Sûrenin son bölümünde [âyet 110-120] Hz. İsa’nın Allah tarafından nail olduğu mazhariyetler, ona has mucizeler anlatılmakta, kısaca havarilerden söz edildikten sonra Allah ile îsâ arasında bir diyalog üs­lubuyla hıristiyanların Hz. îsâ hakkındaki bâtıl inançları düzeltilmektedir. Sûre Allah’in mutlak hükümranlığını ve kudre­tini ifade eden âyetle sona ermektedir.

Mâide sûresinin faziletiyle ilgili olarak Resûl-i Ekrem’den nakledilen, “Mâide sûresini okuyan kimseye on sevap verilir, kendisinden on günah silinir ve dünyada nefes alıp veren her biryahudi ve hıristiyan sayısınca derecesi on misli yükselti­lir”  ve, “Erkeklerinize Mâide sûresini öğretiniz” şeklindeki riva­yetlerin sahih olmadığı anlaşılmaktadır.

Mâide sûresine dair yapılan çalışma­lardan bazıları şunlardır: Ali Abdülhalîm Mahmûd, et-Terbiyetü’1-îslâmiyye fî sûreti’l-Mâ’ide (Kahire 1414/1994); Ha­san Abdülhâdî Muhammed, el-Yehûd ve’n-naşârâ fî sûreü’I-Mâ’ide Mustafa İzci, el-Mâide Su­resinin Kıraat Açısından İncelenmesi İbra­him Avad, Tefsîrü sûreti’l-Mâ’ide, Ayrıca Şîa âlimlerinden Hüseyin b.
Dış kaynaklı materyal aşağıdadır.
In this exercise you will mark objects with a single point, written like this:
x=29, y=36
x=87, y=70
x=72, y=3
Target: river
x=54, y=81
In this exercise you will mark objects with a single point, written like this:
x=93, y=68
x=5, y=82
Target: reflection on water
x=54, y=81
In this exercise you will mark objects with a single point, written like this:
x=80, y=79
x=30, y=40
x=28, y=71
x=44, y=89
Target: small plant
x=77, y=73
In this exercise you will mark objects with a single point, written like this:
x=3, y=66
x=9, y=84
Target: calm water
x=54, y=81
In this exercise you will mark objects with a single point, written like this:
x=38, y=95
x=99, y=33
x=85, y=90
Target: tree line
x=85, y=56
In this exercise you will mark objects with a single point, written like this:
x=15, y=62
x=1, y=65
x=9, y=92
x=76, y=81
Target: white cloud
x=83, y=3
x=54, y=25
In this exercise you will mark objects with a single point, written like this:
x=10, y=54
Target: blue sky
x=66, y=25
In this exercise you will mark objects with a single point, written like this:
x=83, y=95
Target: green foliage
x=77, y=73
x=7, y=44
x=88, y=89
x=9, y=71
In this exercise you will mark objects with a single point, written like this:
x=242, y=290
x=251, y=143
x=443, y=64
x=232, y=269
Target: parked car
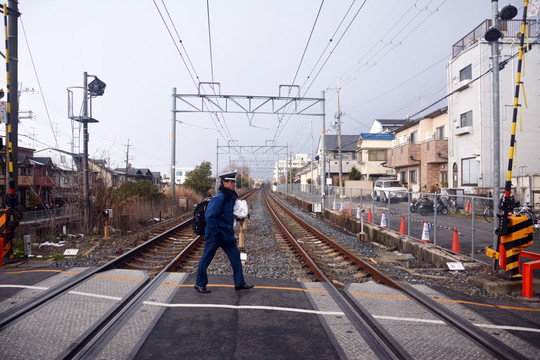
x=389, y=189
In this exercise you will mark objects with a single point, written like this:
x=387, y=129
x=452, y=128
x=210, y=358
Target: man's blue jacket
x=219, y=219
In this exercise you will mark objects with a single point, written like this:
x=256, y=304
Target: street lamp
x=94, y=89
x=493, y=34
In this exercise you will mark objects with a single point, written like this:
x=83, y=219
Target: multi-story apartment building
x=373, y=156
x=470, y=104
x=281, y=166
x=419, y=152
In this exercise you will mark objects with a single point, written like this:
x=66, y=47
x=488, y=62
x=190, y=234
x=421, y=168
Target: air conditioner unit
x=462, y=85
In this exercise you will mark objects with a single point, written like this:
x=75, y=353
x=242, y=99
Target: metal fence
x=472, y=219
x=47, y=215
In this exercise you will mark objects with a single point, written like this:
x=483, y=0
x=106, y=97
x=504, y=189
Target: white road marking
x=275, y=308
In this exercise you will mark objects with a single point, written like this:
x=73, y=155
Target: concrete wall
x=405, y=244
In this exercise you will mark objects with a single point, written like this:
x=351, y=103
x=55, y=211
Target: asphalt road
x=474, y=234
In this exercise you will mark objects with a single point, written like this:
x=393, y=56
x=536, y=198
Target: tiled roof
x=348, y=142
x=376, y=136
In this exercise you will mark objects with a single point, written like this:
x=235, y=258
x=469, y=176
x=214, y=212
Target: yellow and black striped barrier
x=519, y=236
x=5, y=238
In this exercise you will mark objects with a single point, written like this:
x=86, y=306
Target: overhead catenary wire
x=210, y=40
x=280, y=129
x=227, y=135
x=175, y=45
x=39, y=82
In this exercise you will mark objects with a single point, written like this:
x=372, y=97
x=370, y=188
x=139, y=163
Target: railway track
x=157, y=256
x=334, y=265
x=319, y=258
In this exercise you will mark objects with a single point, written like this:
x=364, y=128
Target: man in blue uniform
x=219, y=232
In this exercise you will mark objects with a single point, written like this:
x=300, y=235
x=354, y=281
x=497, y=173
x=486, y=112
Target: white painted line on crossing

Hasan el-Kerke-rî’nin Mâide sûresinin 5. âyetiyle ilgili bir tefsiri mevcuttur. Mahmûd Şeltût’un Kahire’deya­yımlanan Risâletü’l-İslâm adlı derginin IV ve VII. ciltlerinin muhtelif sayılarında (1952-1953) Mâide sûresinin tefsiriyle il­gili makaleleri yer almaktadır.